This year the British Bouldering Championships was held on 21/22nd June at The Climbing Works in Sheffield. During the event, over 100 of Britain’s best boulderers fought it out for the chance to become British Champion.
As a competition climber this is the biggest domestic event of the year and one which I always want to do well in. I had made finals for the previous 6 years; coming 3rd twice, this year I wanted to do better.
After analysing my performances from the competitions last year I identified a number of areas I wanted to focus my training on to achieve this goal and in February I built a training wall in my garage. Going into the event the board had paid dividends and I felt stronger than ever.
I had a great qualification round topping all 5 of my boulders qualifying in joint 1st place for the next round. Day 2 and the semi finals came around quickly, having qualified in 1st I was due to climb last I spent my time in isolation resting and trying to relax. After an hour or so of napping I got up to start my warm up and felt a pain in my back, surely this couldn’t be happening? After a few minutes of stretching I knew that my worst fears had come true and my lower back had gone out of alignment and I couldn’t touch my toes.

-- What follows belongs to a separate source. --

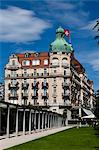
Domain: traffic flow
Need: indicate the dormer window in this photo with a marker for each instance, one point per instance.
(26, 63)
(55, 61)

I quickly sourced some pain relief and set about warming up, this did not go well and I felt terrible. Time passed and I thought about pulling out, I wanted to do well and with the level of competition knew that I would need to be on my A game. I then though back to the months leading up and decided that I owed it to myself to at least try, if it wasn’t manageable then I could still retire during the event.
- Boulder one was a tricky slab and I simply could not figure out the required movement and body position to execute it until it was too late.
- Boulder two was a shouldery first section leading into a friction dependent volume finish, I read it right and flashed it.
- Boulder three was pure sloper compression up a steep wall and whilst I read it right after a few attempts I did not have enough in the tank and swang off the finishing jug. I knew from crowd reactions that two climbs were required to qualify for the final and thought that with this mistake I had blown it.
- Boulder four, an awkward starting position leading to a dyno and steady finish. I knew I had to do it quickly to stand any chance of qualifying but slipped off holding the dyno first try, I regrouped and fired it off next try.
I turned around to Victoria in the crowd and got the nod that I had made it through to finals qualifying in 4th place, elation was an understatement. During the break before finals I managed to get some treatment for my back and reset it ready for finals, game on.
I’m not sure if it was the heat, fatigue or style of problems but the finals were much more subdued than in previous years. Dave Barrans however made a mockery of all the climbs dominating things from the start topping all four climbs, Matt Cousins and I then topped two climbs each locking out the podium.
After my problems in the semi final I was relieved that I made it through to the end in one piece and equaling my best result to date.